2. Materials and Methods

2.1. Cell Culture

This study was performed using the human ovarian carcinoma cell line NIH:OVCAR-3 (HTB-161™). OVCAR-3 cells were cultured using RPMI 1640 containing 10% FBS for the medium, and the cells were grown in a sterile incubator at 37°C and 5% CO2. In all steps of the studies, cells were used starting from the 5th passage and the study was completed at most at the 20th passage.

2.2. Cell Viability

To determine the IC50 doses of Rosmarinic acid and Doxorubicin, OVCAR-3 cells were seeded in 96-well culture dishes. At the end of one night, 9 different concentrations of Doxorubicin in the dose range of 0.5-50 µM and Rosmarinic acid in the dose range of 10-1000 µM, obtained as a result of serial dilution, were applied. In MTT cell viability analysis after 24, 48 and 72 hours, anticancer agents and vehicle control group were seeded in 6 wells. After incubation, cell survival analysis was performed by MTT test. In the first step, 5 mg/ml “Yellow tetrazolium MTT (3-(4, 5-dimethylthiazolyl-2)-2,5-diphenyltetrazolium bromide)” test solution was added to each well as 20 µl.

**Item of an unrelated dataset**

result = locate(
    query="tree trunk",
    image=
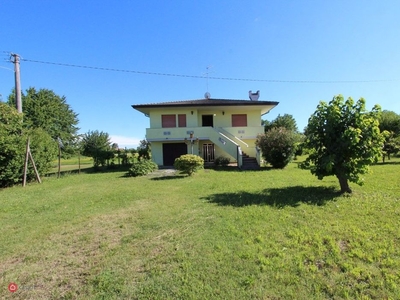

In the second step, the cells in solution were incubated for 4 hours, and the cell medium was completely removed after the incubation. In the third step, ultrapure DMSO (Merk, USA) was added at 200µl/well and kept in the incubator in a dark environment for 4 hours. At the end of the period, the plates were read spectrophotometrically in a Multiskan GO microplate reader (Thermo Scientific, USA) at wavelengths of 492, 570 and 650 nm. The group treated with vehicle was taken as control and the obtained value was taken as 100% viability. IC50 values for each cancer cell line and anticancer agents in the control and treatment groups were calculated using the SPSS 20 statistical package program.

2.3. Metastasis Analysis

For the wound healing model, OVCAR-3 cells were seeded in 6-well cell plates with approximately 200.000 cells per well. When the cells in the wells were 90% confluent, a wound was made on the cells with a sterile micropipette tip of 200 µl volume. After wound opening, shielded cells were removed by washing with PBS (Gibco, USA). Then, serum-free medium containing vehicle, 72-hour IC50 value of DX, IC50 RA and IC50 DX+RA agents was added to each well. Cells were imaged using the Thermo EVOS® FL Imaging System at hour 0, and the wound model was checked until the wound in the control group was completely closed. The study was terminated at the 36th hour when the wound in the control group was 90-100% closed, and the wound healing rates of the groups were photographed. In cell migration analysis, wound opening was measured using Image J software. In a total of 3 wells, 4 measurements were made in the widest and narrowest areas of each well, and a total of 12 data were used for each group. The value obtained from the control group was taken as 100% cell migration and comparative rates were determined.

2.4. Apoptotic Staining

In OVCAR-3 cells, nuclear morphologies and apoptotic cells after apoptosis caused by DX and RA agents were detected with NucBlue® Live ReadyProbes® Reagent (Thermo Scientific, USA) specific dye. In this context, OVCAR-3 cells were planted in 24-well plates with 50,000 cells in each well and incubated. The next day, vehicle material, 72-hour IC50 RA, IC50 DX, IC50 DX+RA agents were applied to the wells to form groups. Staining was then performed directly on live cells according to the kit protocol, and the cells were incubated at 37°C for 30 minutes. At the end of this period, the plates were photographed using the Thermo EVOS® FL Imaging System using bright field and fluorescence mode with a 20x objective and a DAPI filter.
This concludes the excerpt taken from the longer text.